21. « C’est pourquoi vous avez dévasté le royaume témoin de vos serments. Gunnar, tu ne jouiras point de cet or. Les anneaux que tu avais juré de donner à Sigurd seront la cause de ta perte.

22. « Il y avait plus de joie dans le palais, quand mon Sigurd sella Granne pour aller demander la main de Brynhild, cette furie qui est la cause de nos infortunes. »

23. Alors Brynhild, la fille de Budle, chanta : « Qu’elle soit privée de mari et d’enfants, la sorcière qui t’a fait pleurer, Gudrun, et retrouver la parole ce matin. »

24. Gullrœnd, la fille de Gjuke, chanta : « Tais-toi, horreur des hommes, tu as toujours causé le malheur des héros. Un destin cruel te pousse sans cesse, amer chagrin de sept rois, et la plus grande perturbatrice du repos des femmes. »

25. Brynhild, la fille de Budle, chanta : « C’est mon frère Atle, le descendant de Budle, qui est la cause de tout ce mal.

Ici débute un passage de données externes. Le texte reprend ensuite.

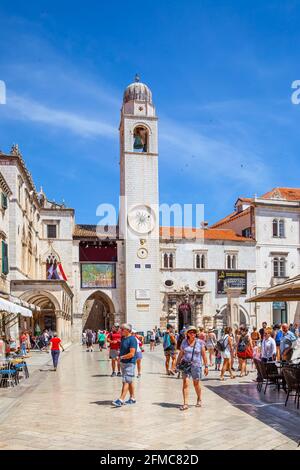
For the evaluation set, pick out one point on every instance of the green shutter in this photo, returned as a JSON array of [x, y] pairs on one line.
[[4, 258]]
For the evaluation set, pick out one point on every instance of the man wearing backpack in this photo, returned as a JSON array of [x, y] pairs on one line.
[[169, 345]]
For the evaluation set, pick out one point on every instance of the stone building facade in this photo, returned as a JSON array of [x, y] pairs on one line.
[[74, 277]]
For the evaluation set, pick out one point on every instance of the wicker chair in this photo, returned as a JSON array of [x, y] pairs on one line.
[[8, 375], [292, 378]]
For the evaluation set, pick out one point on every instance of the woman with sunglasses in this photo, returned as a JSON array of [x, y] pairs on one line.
[[192, 355]]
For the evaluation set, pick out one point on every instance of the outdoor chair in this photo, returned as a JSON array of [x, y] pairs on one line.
[[273, 375], [8, 375], [260, 379], [22, 366], [292, 378]]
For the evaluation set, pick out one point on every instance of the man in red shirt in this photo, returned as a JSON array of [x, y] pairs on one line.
[[23, 343], [55, 344], [114, 341]]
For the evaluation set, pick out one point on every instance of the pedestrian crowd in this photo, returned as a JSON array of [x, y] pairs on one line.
[[191, 352]]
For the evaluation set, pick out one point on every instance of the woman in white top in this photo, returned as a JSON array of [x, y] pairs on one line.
[[152, 340], [211, 342], [268, 347], [226, 354]]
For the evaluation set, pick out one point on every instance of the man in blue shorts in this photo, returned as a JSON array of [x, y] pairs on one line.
[[127, 360]]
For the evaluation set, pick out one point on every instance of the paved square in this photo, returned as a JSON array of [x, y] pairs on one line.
[[71, 409]]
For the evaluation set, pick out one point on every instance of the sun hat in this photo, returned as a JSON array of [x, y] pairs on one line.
[[191, 328]]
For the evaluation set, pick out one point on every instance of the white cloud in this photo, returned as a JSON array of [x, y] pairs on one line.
[[28, 109]]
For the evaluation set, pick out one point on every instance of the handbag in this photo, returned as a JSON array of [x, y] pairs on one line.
[[186, 366]]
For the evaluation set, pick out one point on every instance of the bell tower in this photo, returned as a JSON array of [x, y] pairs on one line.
[[139, 214]]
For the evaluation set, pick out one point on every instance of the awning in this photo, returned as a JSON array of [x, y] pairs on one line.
[[287, 291], [10, 307]]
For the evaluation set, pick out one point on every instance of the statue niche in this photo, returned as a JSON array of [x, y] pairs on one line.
[[140, 139]]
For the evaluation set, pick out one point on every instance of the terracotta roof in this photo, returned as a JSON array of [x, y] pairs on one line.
[[235, 215], [287, 194], [206, 234], [95, 231]]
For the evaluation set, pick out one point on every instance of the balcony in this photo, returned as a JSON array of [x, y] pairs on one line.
[[278, 280]]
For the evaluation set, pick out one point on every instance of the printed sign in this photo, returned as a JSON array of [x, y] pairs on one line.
[[231, 279]]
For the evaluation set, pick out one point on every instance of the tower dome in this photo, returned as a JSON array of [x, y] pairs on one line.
[[137, 91]]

26. « Nous avons regardé dans la forteresse des Huns, et nous y avons vu tout l’or du roi. Je me repentirai éternellement de cette expédition. »

27. Elle était debout près du pilier, qu’elle embrassait avec force ; alors les yeux de Brynhild, la fille de Budle, lancèrent des flammes. Elle écumait du venin quand ses yeux se portaient sur les blessures de Sigurd.




Gudrun s’en alla ensuite dans les bois et dans les déserts. Elle se rendit ainsi en Danemark, et y passa sept ans auprès de Thora, fille de Hakon. Brynhild ne voulut pas survivre à Sigurd ; elle fit mourir huit esclaves et cinq suivantes qui lui appartenaient, puis elle se tua avec un glaive, ainsi qu’on le voit dans le petit poëme sur Sigurd.